Un año de la agresión rusa a Ucrania, y lo que empezó como una “operación especial”, tan veloz como un relámpago (según los cálculos de Putin, a la postre ilusorios, como muchos otros suyos), es hoy una “guerra global”, aunque el combate militar directo se libre, al menos por ahora, en una geografía limitada.
Varias cosas han cambiado desde aquel jueves. Algunos de esos cambios son el resultado de la aceleración de tendencias que ya venían desarrollándose, y que seguirán haciéndolo, cualquiera que sea el giro que tome la confrontación, que no es su determinante absoluto. Otros son como “vino viejo en odres nuevos”, con la potencial y consabida consecuencia evangélica: “los odres se revientan, se derrama el vino y se pierden los odres”. Y otros, quizá, son verdaderas novedades cuyas secuelas dejarán su impronta en el panorama político internacional.
En materia de seguridad, la cuestión de la soberanía y la integridad territorial de los Estados -que de algún modo se daba por resuelta- está otra vez sobre la mesa. Otro tanto puede decirse de la cuestión de las armas nucleares. La más poderosa alianza del planeta, la Otan, se ha reconfigurado, y no sólo en su composición, sino en su peso geopolítico específico.
La “militarización” del suministro de energía, del acceso a alimentos, y de las actividades económicas -vieja práctica de guerra, pero que en la actualidad puede alcanzar dimensiones sin precedentes- ha puesto en entredicho los lugares comunes sobre la “interdependencia” y sus presuntas virtudes; y el mantra de la “autonomía estratégica” se repite con penitente devoción. La incorporación de nuevas tecnologías, como los drones, a la panoplia de los ejércitos, obliga a repensar el arte -y las leyes- de la guerra.
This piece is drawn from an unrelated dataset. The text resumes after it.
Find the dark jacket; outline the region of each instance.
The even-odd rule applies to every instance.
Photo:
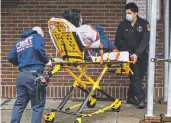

Qué es o qué no es una potencia se ha vuelto una pregunta cada vez más difícil de responder -una jaqueca que desde hace años desvela (y confunde) a los internacionalistas-. La obsolescencia de las definiciones más clásicas ha dejado de ser una intuición para convertirse en una perogrullada, incluso aunque haya quedado confirmado que sin poderío militar ningún Estado puede aspirar a serlo (lo cual es, ciertamente, otra verdad de Perogrullo).
La guerra en Ucrania ha supuesto un claro desafío a las instituciones y el derecho internacional. Pero afirmar que la conducta rusa ha demostrado su futilidad es proferir, por simpleza o ignorancia, un veredicto contraevidente. La validez intrínseca de las reglas no depende de su cumplimiento, y el despliegue institucional no sólo ha sido inmediato, sino masivo. En la hora definitiva –cuando quiera y como quiera que llegue- difícilmente se podrá hacer caso omiso de ello. A las instituciones y el derecho internacional apelan, incluso, los 12 puntos de la posición china sobre el arreglo político de la “crisis ucraniana” (sic) dada a conocer la semana pasada. Y, a fin de cuentas, la fortaleza del orden internacional contemporáneo no reside en su invulnerabilidad, sino en su antifragilidad.
Lo que no ha cambiado es el carácter ominoso de la guerra de agresión, ni el imperativo histórico y moral de señalar con nombre propio a sus responsables.